Canada launches program for those planning to buy their first home
A new initiative from the government will help you save up to $40,000 CAD.
Beginning in 2023, the Tax-Free First Home Savings Account (FHSA), a new tax-free savings account for first home purchases, is being introduced.
It provides first-time homebuyers in Canada with a savings account that combines the tax benefits of a tax-free TFSA and a registered RRSP retirement savings plan. Those taking advantage of this program will be able to invest in an FHSA, take a tax deduction similar to an RRSP, and then withdraw the amount of savings for a down payment at the time of home purchase; if all program conditions are met, participants pay no taxes on either the funds invested or the interest accumulated at the bank.
At the moment, the conditions for participation are as follows:
- any Canadian resident over the age of 18 is eligible to open an account;
- participants must not have owned a home for 4 calendar years prior to enrolling in the program;
- account is opened and used once;
- the upper limit for the annual deposit is $8,000 CAD;
- the maximum amount allowed for investment is $40,000 CAD;
- it is possible to have more than one account, but the limits remain the same.
It is worth noting that funds for the purchase of housing must be used within 15 years, after which the account is closed. If circumstances are such that it was not possible to purchase real estate, all the money in the account can be transferred to the RRSP and PRIF pension programs.

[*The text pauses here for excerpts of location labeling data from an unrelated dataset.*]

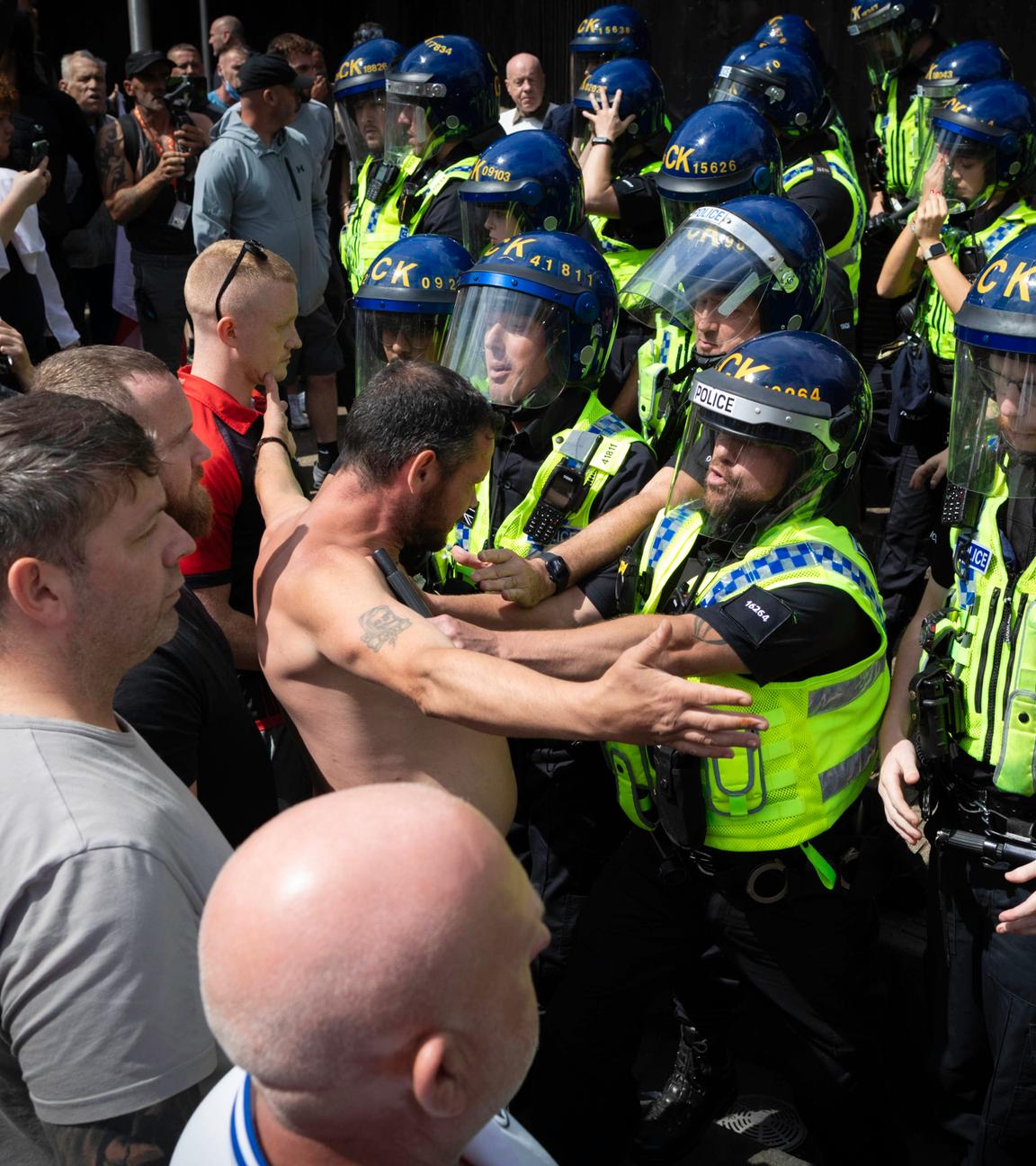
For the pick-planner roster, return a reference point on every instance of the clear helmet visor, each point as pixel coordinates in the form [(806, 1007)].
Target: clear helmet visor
[(958, 166), (361, 121), (514, 347), (487, 224), (993, 426), (386, 336), (410, 129), (704, 280), (582, 66)]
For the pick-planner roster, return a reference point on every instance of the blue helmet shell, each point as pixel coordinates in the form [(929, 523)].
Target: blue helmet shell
[(560, 270), (363, 69), (642, 95), (417, 274), (618, 30), (782, 84), (720, 152), (455, 78), (996, 113), (1000, 309), (535, 169)]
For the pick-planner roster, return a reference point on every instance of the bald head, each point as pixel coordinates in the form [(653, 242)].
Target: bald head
[(366, 947), (526, 83)]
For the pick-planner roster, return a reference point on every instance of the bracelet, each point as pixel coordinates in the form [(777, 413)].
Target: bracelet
[(266, 441)]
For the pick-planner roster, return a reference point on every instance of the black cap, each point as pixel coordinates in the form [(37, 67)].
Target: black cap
[(138, 62), (266, 70)]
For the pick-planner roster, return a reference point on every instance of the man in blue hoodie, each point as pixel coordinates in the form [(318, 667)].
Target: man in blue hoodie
[(263, 184)]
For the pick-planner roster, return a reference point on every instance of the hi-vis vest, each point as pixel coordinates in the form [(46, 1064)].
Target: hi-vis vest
[(622, 258), (597, 460), (371, 227), (820, 747), (900, 140), (994, 653), (657, 395), (938, 319), (457, 172), (846, 252)]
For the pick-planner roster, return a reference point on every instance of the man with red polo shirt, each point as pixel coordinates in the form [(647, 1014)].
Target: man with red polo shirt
[(243, 303)]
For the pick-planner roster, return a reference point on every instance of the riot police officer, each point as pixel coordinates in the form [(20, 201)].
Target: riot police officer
[(606, 34), (756, 849), (969, 184), (521, 184), (405, 302), (534, 321), (786, 86), (961, 717), (370, 210), (442, 112)]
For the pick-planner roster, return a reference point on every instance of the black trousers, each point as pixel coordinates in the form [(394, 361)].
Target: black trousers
[(808, 954), (987, 1052)]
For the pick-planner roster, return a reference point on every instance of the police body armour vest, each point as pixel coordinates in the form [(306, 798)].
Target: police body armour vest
[(595, 447), (822, 741), (996, 653), (371, 227), (622, 258), (846, 252)]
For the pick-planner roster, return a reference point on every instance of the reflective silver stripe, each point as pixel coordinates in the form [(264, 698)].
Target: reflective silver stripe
[(837, 696), (839, 776)]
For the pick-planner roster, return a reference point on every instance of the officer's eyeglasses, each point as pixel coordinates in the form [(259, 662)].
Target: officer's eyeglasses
[(248, 247)]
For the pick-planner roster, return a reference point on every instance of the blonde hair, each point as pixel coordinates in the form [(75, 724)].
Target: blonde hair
[(210, 270)]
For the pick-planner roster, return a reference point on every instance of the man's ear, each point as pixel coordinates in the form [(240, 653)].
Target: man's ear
[(438, 1078), (422, 472), (43, 591)]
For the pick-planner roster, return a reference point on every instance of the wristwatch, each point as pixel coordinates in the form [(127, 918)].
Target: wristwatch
[(558, 570)]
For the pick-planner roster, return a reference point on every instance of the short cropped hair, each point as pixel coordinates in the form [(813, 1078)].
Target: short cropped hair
[(99, 371), (69, 58), (406, 407), (64, 462), (290, 44), (208, 272)]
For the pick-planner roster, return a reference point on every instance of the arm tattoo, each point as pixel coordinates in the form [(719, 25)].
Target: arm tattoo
[(145, 1138), (381, 625)]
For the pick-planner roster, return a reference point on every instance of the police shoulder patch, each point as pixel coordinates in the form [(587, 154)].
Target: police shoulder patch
[(759, 614)]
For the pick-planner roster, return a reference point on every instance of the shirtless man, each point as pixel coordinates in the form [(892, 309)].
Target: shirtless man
[(380, 695)]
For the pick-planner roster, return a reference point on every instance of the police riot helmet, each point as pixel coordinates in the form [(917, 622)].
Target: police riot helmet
[(442, 90), (615, 31), (755, 265), (887, 30), (359, 95), (789, 31), (523, 182), (782, 84), (719, 152), (532, 315), (981, 142), (405, 301), (642, 97), (993, 425), (794, 405)]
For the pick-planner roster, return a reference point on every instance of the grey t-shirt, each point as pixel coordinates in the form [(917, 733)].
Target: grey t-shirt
[(107, 862)]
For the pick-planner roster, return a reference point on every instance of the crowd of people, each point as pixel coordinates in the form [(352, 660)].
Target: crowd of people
[(626, 644)]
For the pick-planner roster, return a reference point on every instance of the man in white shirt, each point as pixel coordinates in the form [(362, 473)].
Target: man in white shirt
[(526, 86), (365, 962)]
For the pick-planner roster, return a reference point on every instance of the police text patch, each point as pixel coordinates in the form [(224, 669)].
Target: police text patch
[(759, 614)]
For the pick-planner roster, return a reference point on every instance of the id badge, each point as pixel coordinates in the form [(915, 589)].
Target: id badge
[(180, 216)]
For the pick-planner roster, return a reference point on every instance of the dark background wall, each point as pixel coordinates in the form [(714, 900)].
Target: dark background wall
[(690, 38)]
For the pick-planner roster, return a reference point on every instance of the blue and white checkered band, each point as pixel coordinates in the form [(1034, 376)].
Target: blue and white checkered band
[(244, 1138), (795, 558)]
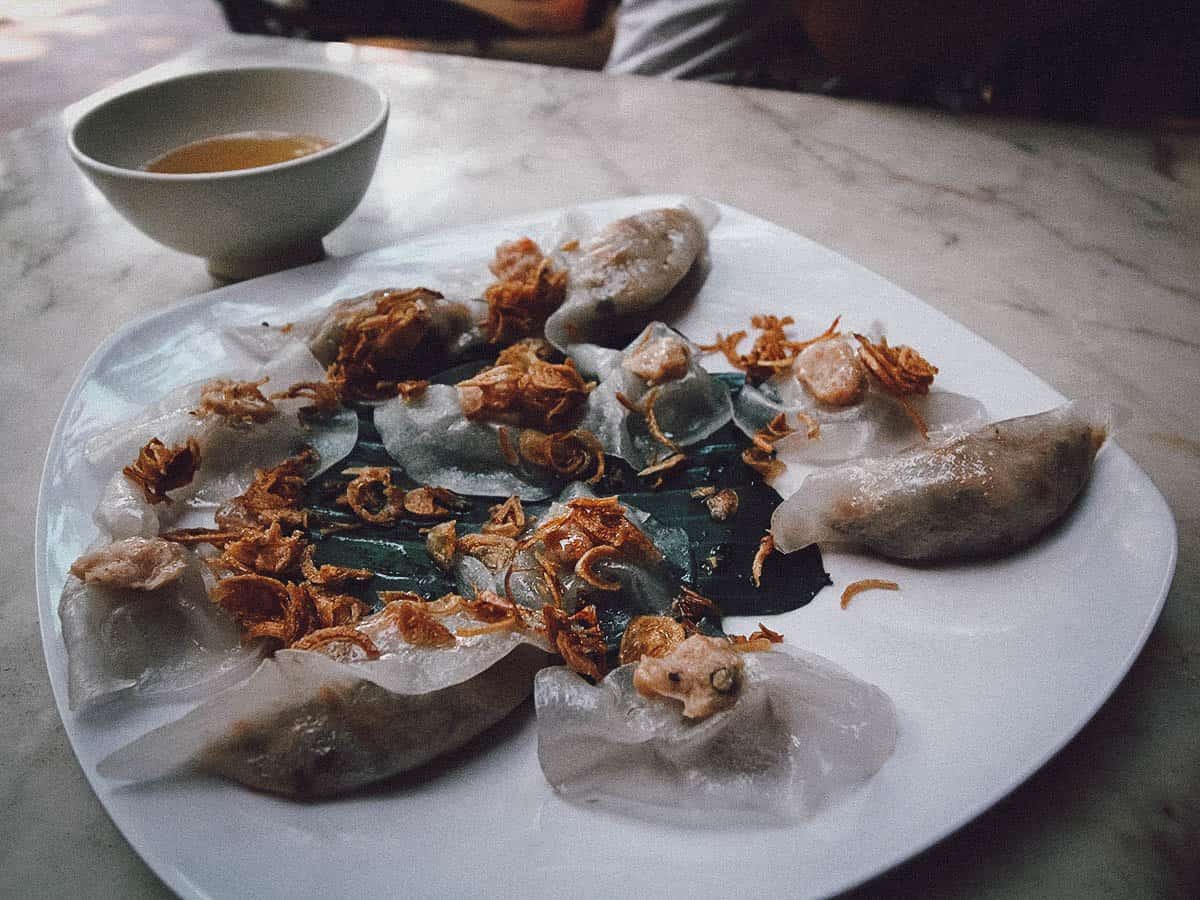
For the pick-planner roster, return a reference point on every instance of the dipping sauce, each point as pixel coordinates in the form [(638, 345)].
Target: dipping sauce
[(244, 150)]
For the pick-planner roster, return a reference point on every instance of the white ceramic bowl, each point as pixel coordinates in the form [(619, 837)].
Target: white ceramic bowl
[(247, 221)]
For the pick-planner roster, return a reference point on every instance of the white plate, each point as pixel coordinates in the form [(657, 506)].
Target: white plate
[(993, 666)]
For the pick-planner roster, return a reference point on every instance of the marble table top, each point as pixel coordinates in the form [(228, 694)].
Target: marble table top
[(1074, 250)]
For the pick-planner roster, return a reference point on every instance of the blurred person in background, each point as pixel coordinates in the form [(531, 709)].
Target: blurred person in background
[(426, 19), (1095, 60)]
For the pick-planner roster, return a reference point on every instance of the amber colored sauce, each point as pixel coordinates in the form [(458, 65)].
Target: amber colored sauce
[(245, 150)]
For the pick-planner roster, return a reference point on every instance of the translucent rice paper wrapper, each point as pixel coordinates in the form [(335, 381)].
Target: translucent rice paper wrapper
[(983, 495), (436, 444), (647, 587), (688, 409), (171, 643), (622, 273), (229, 454), (875, 427), (306, 725), (456, 325), (802, 735)]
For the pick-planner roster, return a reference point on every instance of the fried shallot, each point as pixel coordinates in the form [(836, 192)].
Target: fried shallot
[(378, 348), (160, 468), (527, 291)]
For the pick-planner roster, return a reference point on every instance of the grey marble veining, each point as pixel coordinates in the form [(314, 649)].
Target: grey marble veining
[(1074, 250)]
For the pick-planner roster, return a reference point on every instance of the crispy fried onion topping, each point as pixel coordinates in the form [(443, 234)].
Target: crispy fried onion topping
[(900, 371), (529, 393), (772, 352), (442, 544), (577, 640), (160, 468), (495, 551), (379, 346), (237, 402), (264, 552), (760, 455), (576, 455), (661, 467), (323, 396), (337, 641), (376, 499), (329, 576), (412, 389), (761, 639), (507, 519), (858, 587), (496, 612), (527, 291), (589, 523), (274, 496), (691, 606), (418, 625), (723, 504), (264, 607), (766, 547), (651, 636)]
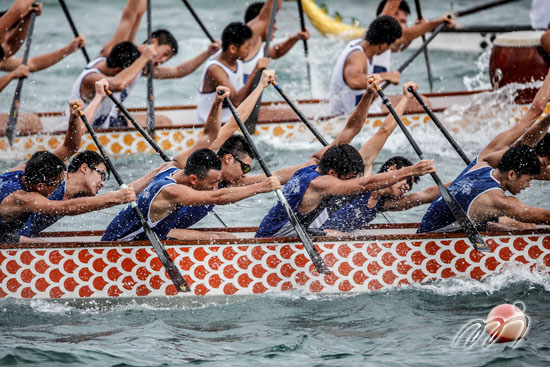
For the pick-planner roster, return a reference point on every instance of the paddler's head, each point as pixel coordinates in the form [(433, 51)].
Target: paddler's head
[(236, 156), (517, 167), (383, 32), (342, 161), (236, 40), (44, 173), (204, 170)]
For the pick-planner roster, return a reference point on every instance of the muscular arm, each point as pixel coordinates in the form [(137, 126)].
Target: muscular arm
[(505, 139)]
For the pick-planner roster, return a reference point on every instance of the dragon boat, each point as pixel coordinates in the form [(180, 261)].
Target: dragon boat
[(76, 265)]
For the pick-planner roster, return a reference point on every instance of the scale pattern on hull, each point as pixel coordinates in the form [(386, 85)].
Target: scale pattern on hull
[(254, 269)]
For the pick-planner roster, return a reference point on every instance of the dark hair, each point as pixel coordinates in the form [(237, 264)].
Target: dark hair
[(521, 159), (252, 11), (235, 33), (43, 167), (344, 159), (164, 37), (200, 162), (237, 146), (543, 147), (384, 29), (123, 55), (402, 6), (91, 158), (399, 162)]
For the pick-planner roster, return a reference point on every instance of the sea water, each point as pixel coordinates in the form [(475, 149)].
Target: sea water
[(413, 325)]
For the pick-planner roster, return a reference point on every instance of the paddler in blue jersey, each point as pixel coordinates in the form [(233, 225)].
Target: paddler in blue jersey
[(25, 188)]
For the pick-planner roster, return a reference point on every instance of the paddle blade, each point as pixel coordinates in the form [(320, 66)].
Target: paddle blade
[(314, 255), (166, 260)]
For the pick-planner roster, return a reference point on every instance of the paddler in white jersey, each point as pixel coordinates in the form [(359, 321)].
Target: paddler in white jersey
[(400, 10), (121, 62), (352, 70), (227, 70), (257, 17)]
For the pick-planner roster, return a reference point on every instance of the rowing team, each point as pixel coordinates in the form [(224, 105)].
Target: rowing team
[(333, 193), (245, 51)]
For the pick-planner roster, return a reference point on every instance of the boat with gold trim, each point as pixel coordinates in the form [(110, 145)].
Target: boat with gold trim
[(75, 265)]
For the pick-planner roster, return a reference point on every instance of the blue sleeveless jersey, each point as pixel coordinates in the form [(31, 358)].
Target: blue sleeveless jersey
[(276, 222), (466, 188), (9, 183), (126, 225), (353, 215), (190, 215), (39, 222)]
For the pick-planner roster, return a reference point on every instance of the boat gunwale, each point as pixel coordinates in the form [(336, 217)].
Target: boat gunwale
[(260, 241), (260, 122)]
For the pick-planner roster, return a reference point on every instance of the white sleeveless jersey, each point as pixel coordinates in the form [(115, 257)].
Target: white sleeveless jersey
[(343, 99), (205, 100), (106, 114), (248, 66)]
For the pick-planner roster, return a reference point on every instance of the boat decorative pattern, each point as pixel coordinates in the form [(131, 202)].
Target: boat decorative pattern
[(177, 140), (246, 269)]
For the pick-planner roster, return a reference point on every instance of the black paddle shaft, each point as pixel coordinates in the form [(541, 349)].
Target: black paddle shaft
[(314, 255), (418, 52), (197, 19), (14, 110), (455, 208), (251, 121), (426, 54), (73, 27), (440, 126), (169, 265), (150, 93)]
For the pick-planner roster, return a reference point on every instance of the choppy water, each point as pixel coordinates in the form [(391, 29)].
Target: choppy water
[(406, 326)]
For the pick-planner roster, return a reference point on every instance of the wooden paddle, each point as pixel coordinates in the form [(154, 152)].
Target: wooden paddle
[(306, 51), (197, 19), (150, 94), (14, 110), (417, 52), (426, 55), (73, 27), (252, 120), (147, 137), (164, 257), (471, 232), (314, 255), (440, 126)]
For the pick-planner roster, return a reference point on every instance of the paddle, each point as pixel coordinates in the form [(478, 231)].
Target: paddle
[(455, 208), (440, 126), (426, 55), (314, 255), (150, 94), (252, 120), (198, 20), (306, 51), (73, 27), (417, 52), (475, 9), (147, 137), (14, 110), (164, 257)]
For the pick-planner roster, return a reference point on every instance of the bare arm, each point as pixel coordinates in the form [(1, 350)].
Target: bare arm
[(186, 68), (505, 139), (129, 21), (281, 49), (44, 61)]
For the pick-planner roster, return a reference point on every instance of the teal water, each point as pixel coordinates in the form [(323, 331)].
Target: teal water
[(413, 326)]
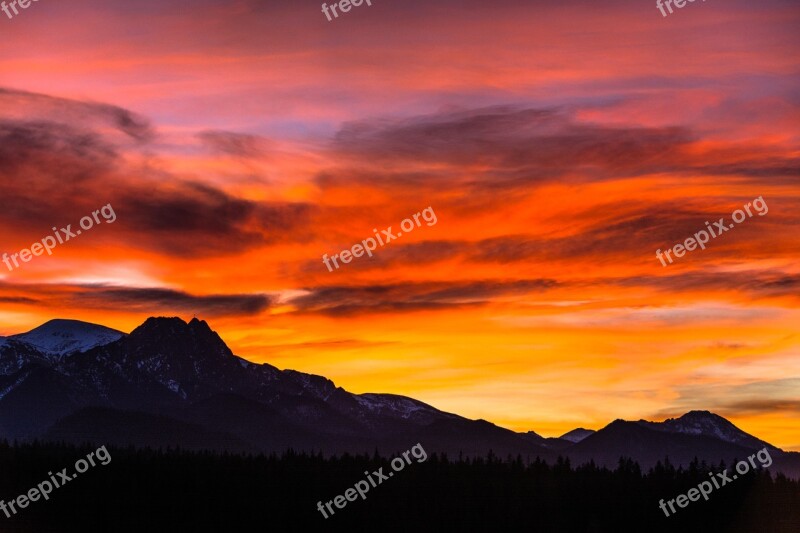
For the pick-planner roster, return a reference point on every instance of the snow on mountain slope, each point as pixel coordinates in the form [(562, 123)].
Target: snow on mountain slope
[(707, 424), (577, 434), (62, 337)]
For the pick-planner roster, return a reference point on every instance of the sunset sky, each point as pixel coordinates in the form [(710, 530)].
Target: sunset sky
[(559, 143)]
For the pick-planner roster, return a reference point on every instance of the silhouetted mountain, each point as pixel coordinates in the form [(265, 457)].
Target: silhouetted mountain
[(577, 434), (173, 383)]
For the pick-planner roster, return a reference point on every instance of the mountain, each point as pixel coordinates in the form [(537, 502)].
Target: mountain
[(173, 383), (63, 337), (168, 371), (707, 424), (577, 435)]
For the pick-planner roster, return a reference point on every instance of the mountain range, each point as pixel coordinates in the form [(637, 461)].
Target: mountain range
[(173, 383)]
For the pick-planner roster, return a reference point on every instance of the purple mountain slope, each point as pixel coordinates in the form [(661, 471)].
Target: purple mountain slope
[(171, 383)]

The transfer will not be taxed, but any future withdrawals will be subject to Canadian tax law.
Of course, it is still difficult to predict how much this federal government initiative will alleviate the Canadian housing crisis. Nevertheless, it is already safe to say that for those wishing to purchase their first home, the FHSA is an excellent tool for optimizing savings and may be the only win-win option in light of increasing real estate prices.